Présentant « Laëtitia ou la fin des hommes », Ivan Jablonka a prévenu et répété : « De Laëtitia, j’ai voulu faire une héroïne des temps modernes ». Elle s’appelait Laëtitia Perrais, avait 18 ans… Dans la nuit du 18 au 19 janvier 2011, elle a été enlevée à cinquante mètres de son domicile, dans la région nantaise, poignardée, étranglée. Son corps sera retrouvé quelques semaines plus tard.

Ce n’aurait pu être qu’un banal et effroyable fait divers. Mais c’est devenu une affaire politique, une affaire d’Etat lorsque le Président de la République d’alors, Nicolas Sarkozy, s’en est pris aux juges, leur reprochant de ne pas avoir mis en place le suivi psychologique du « présumé coupable ». 8 000 magistrats manifesteront dans la rue…

Ce n’aurait pu être donc qu’un banal et effroyable fait divers, sauf que, également, un historien, Ivan Jablonka, va pendant deux ans rencontrer la sœur jumelle de la victime, des enquêteurs, des gendarmes, des juges d’instruction ou encore des journalistes puis assister au procès du meurtrier, en octobre 2015. Jablonka, dès lors, reconstitue l'histoire de Laëtitia, histoire passée au scanner des vices et turpitudes de notre société contemporaine…

Points forts

- L’ambition affichée d’Ivan Jablonka : étudier et traiter le fait divers comme un objet d’histoire.

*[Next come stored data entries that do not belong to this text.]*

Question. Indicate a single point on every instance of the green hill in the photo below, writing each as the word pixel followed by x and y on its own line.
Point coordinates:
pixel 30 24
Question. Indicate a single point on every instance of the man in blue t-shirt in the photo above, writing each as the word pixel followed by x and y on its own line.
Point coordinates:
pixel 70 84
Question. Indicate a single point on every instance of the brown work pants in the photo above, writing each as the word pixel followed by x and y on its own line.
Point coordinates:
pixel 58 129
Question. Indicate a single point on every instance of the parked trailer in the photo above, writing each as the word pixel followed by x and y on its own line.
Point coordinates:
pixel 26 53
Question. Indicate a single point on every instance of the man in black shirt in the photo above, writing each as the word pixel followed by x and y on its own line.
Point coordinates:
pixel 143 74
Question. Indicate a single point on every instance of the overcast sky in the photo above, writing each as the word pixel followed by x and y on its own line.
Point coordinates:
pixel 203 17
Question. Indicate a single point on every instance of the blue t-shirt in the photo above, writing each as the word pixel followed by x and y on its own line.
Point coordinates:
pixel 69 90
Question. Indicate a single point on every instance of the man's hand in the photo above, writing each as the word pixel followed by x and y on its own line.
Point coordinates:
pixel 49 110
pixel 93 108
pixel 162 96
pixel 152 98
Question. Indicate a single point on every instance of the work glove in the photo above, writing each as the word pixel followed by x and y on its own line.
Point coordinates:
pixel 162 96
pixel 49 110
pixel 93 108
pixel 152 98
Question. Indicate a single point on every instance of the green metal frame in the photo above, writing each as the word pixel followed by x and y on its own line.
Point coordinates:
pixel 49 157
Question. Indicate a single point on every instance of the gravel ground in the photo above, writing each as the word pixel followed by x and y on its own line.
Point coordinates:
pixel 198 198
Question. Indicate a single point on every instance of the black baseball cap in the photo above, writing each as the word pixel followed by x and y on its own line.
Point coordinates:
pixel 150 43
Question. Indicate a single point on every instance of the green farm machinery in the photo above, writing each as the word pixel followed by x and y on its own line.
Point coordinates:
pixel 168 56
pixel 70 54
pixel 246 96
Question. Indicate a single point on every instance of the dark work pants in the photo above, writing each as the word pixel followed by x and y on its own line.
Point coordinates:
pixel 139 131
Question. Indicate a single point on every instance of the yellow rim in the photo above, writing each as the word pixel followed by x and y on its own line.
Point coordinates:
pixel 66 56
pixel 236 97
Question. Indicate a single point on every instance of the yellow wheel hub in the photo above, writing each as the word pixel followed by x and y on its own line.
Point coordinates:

- L’exploration par l’auteur des frontières (réelles ? imaginaires ?) entre littérature, histoire et sciences sociales.

- La savante, à peine perceptible et jamais prétentieuse construction du récit.

- La digne plongée dans le monde des « gens de peu ». A aucun moment, Ivan Jablonka ne tombe dans le misérabilisme ni dans la compassion naïve ou feinte…

- L’étude quasi chirurgicale du parcours de Laëtitia. Un parcours de violences dans un monde où les femmes sont harcelées, frappées, violées… tuées.

Points faibles

Certains lecteurs seront désarçonnés par le parti pris d’Ivan Jablonka de mêler sciences humaines et littérature, ce qui, parfois, peut nuire à la fluidité du récit.

En deux mots

Avec « Laëtitia ou la fin des hommes », Ivan Jablonka ne raconte pas seulement un fait divers. Il signe un « livre hybride », parfait, et prouve que la « littérature du réel », quand elle ne tourne pas autour du nombril de l’auteur, offre au lecteur des pages aussi définitives que lumineuses. Son prix Médicis est mille fois mérité et justifié !

Une phrase

Ou plutôt un extrait :

-« Petite fille, elle est restée timide, inhibée, impressionnable, dissociée d’elle-même, spectatrice de la violence et des actes de maltraitance qu’on lui infligeait. Elle a été d’autant plus oubliée dans son coin qu’elle ne réclamait rien ; on l’a d’autant moins consolée qu’elle semblait passive, absente à sa propre vie. Toutes ces choses inexplicables, les cris, les coups, les larmes, les changements, l’indifférence, ont fait naître en elle ces axiomes monstrueux, ces vérités nichées au plus profond de son être, jusqu’à devenir la substance même dont elle était faite :

Papa a raison

Papa a raison, sinon il tape

Papa a toujours raison, sinon il tue maman

Les hommes ont toujours raison, sinon ils nous tuent ».